So, they can look at the IRS, post office, airport security, FEMA, and ICE and then say, “These are the same people we want handling our health care” — because it’s about making themselves feel good that they got people insured, not about getting the best system of health care for everyone.
* Why do so many liberals have so much confidence in the UN? See the previous answer and apply it on a global scale. The UN may be corrupt, anti-American, and utterly incompetent, but it makes liberals feel good to think that they’re sending money to the poor in some godforsaken country (sure, it’s not their money and almost all the money may be wasted or stolen, but it’s the thought that counts).

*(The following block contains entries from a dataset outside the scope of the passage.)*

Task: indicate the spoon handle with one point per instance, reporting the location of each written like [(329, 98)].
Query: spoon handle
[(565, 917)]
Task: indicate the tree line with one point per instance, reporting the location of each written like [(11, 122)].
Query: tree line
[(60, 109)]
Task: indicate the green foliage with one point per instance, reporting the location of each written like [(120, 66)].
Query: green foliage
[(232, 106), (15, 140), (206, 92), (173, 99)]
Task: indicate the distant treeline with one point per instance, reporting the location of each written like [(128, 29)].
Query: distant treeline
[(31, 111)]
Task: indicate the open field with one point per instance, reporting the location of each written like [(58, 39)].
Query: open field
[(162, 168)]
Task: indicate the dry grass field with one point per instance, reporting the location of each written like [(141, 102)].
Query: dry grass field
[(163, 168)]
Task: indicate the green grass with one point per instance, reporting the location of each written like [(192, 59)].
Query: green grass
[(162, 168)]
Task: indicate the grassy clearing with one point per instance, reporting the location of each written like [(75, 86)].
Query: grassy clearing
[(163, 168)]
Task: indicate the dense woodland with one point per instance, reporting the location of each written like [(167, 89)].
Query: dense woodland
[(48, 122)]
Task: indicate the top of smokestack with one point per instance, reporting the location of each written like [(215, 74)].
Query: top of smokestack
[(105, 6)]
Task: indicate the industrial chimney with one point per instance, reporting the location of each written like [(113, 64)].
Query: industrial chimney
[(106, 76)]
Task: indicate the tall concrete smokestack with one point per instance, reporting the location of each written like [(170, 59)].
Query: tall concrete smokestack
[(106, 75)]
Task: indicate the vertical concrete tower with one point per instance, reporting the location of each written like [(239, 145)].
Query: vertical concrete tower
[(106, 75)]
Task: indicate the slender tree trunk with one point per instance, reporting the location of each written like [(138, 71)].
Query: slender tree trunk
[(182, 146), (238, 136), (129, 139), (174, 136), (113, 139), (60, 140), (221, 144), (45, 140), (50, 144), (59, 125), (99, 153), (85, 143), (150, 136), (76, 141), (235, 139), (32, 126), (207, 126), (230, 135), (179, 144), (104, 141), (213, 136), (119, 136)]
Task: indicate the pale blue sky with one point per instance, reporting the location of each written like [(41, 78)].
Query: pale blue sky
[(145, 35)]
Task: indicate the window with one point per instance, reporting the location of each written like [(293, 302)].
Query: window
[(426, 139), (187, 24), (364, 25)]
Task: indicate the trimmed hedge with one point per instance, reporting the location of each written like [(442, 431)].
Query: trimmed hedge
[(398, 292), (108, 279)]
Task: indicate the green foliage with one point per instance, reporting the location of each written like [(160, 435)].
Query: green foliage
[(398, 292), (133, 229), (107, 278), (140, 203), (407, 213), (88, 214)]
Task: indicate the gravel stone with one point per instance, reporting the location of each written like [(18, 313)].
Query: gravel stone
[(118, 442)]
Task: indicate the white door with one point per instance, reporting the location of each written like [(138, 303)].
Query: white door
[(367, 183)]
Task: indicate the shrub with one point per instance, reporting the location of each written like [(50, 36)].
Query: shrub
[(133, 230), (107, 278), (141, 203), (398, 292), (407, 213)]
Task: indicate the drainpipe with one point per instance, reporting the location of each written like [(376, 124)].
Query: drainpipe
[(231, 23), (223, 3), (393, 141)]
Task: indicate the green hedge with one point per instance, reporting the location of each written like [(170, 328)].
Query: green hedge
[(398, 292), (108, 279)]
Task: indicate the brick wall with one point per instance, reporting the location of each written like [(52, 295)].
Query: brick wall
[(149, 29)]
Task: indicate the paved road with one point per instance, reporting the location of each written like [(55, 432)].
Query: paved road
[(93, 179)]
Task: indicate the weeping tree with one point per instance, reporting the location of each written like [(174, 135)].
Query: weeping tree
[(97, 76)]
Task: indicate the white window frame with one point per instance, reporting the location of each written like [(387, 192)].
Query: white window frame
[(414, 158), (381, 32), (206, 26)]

* Why are liberals so hostile to successful people who don’t happen to be celebrities, trial lawyers, or big donors to the Democratic Party? Again, this is another great opportunity for them to feel morally superior. They can feel like good people because they want to give money to the poor — granted, not their money, but rich people’s money. The rich have so much and the poor have so little, so why shouldn’t liberals take it from them and then pat themselves on the back for their compassion?
Once you understand the basics of how liberals think, you can understand everything that they do. Granted, there will be a few exceptions, but if the vast herd of liberals is doing something that doesn’t seem to fit the template, it’s either because there’s money or sex involved, they’re doing what they have to do to win politically, they’re taking that position because they refuse to be on the same side as conservatives, or there’s something going on you don’t know about and it’s not really an exception.